Hardcover, 357 pages
Published July 1st 2014 by Scholastic Press
“Wait —” Sam said. “Have you seen Isabel yet?”
My fingers still felt the shape of her. “Da. We embraced.
Angels sang, Sam. Those fat ones. Cherubs. Cherubim. I
“Don’t bite people.”
Ostensibly, Sinner is a companion novel to The Wolves of Mercy Falls trilogy but I haven’t read that and maybe it would be a good idea to have some idea of what the trilogy is about (hint: werewolves) before you go hurtling into Cole St. Clair’s world but even if you don’t, don’t sweat it because this novel does function as a stand-alone.
The success of Sinner for me was largely due to the characters. I am not a fan of romance; I hate mush. However I think Isabel, the female protagonist, might hate mush more than I do which made reading this book way more fun for me. Before I get into the meat of the review, let’s talk about the story.
Sinner is less plot oriented and more character driven. There are car races (it’s a Stiefvater novel, of course there are car races) but generally, the novel is an exploration of human desire and weakness. How much of one’s happiness is one responsible for? How much does the fear of happiness hold you back? What about the fear of failing? When you have been to the edge and fallen over it, is there really any way you can get back on your feet?
Cole St. Clair was a rockstar, a comet racing madly across the sky and then he crashed, literally, on stage and stayed down, all his lights dimming. His fangirls thought he died, as did his parents and he didn’t bother to let anyone know otherwise. Things happened; he learned to replace drugs with turning furry once in a while; he made the acquaintance of Isabel (and fell in love with her) and then they separated etc. This all happens in The Wolves of Mercy Falls trilogy. Sinner opens with Cole St. Clair coming to L.A. to record an album, film a reality TV show and, most importantly, meet Isabel. His biggest challenge will be to not repeat the mistakes he made the first time around and to keep clean and away from drugs.

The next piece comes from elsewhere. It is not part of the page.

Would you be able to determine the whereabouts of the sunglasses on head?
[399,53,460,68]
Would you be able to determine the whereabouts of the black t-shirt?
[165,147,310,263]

The novel is told from dual perspectives so we get to hear the story as both Cole and Isabel experience it. Let’s talk about Cole.
“I asked,”Are you going to pick up next time I call you?”
”I did this time didn’t I?”
“Yes. Conditionally yes.”……
“Sometimes you do things like call me forty times a day and leave obscene voicemails and that’s why I don’t pick up.”
“Ridiculous. That doesn’t sound like me. I’d never call an even number of times.”
Cole is erratic and bright. He is like swallowing a fire cracker just to see what it tastes like. His struggles with his own weaknesses feel authentic and I felt that his over-the-top personality is a shield he hides behind to protect himself and others from his own destructive tendencies. His ennui feeds his dependence on narcotics and perhaps any doctor would diagnose him with some kind personality disorder but he reads as real.
As does Isabel. If Cole is the modern Mad Hatter than Isabel is an Ice Queen who may hide a warm heart very deep under her glacial exterior. It was refreshing to have a female protagonist who exults in being not nice. She is all edges and Cole is probably one of the few people who can coax out her soft sides. She read more authentic than Cole because I could understand the reason for her caustic and abrasive nature. She is the sum of her experiences and her experiences (which contain a dead brother, fighting parents and general mistrust of the humankind) have not been good.
Cole and Isabel coming together is sort of like a thorn and a balloon trying to be friends. There are bound to be explosions (and actually there is one). But the funny thing is, even when you expect them to not fit together as they probably have the most dysfunctional relationship I’ve read recently, they actually do though of course, the road to forever is not smooth. But then, we don’t expect it to be. I like that Isabel has her own life as does Cole and that them being together is more about working through their differences than just being together without any conflicts or fights.
The novel is also a commentary on fan culture. There is a bit of snark involved but a poignant scene where Cole is thanked by a fan whom he inspired to go to rehab and become clean speaks volumes about the influence one person has on another unintentionally and perhaps unwillingly.
If I had any quibbles with the book, it would be that I couldn’t pin down Cole’s age. Isabel is nineteen and Cole might be in his late 20s or mid-20s. I’m not sure but if anyone knows, please tell me.
I would recommend this book to you if you like vibrant and loopy characters, stories about relationships not necessarily romance. And if you like good writing that can make you swoon if you are not looking out. I’m just saying.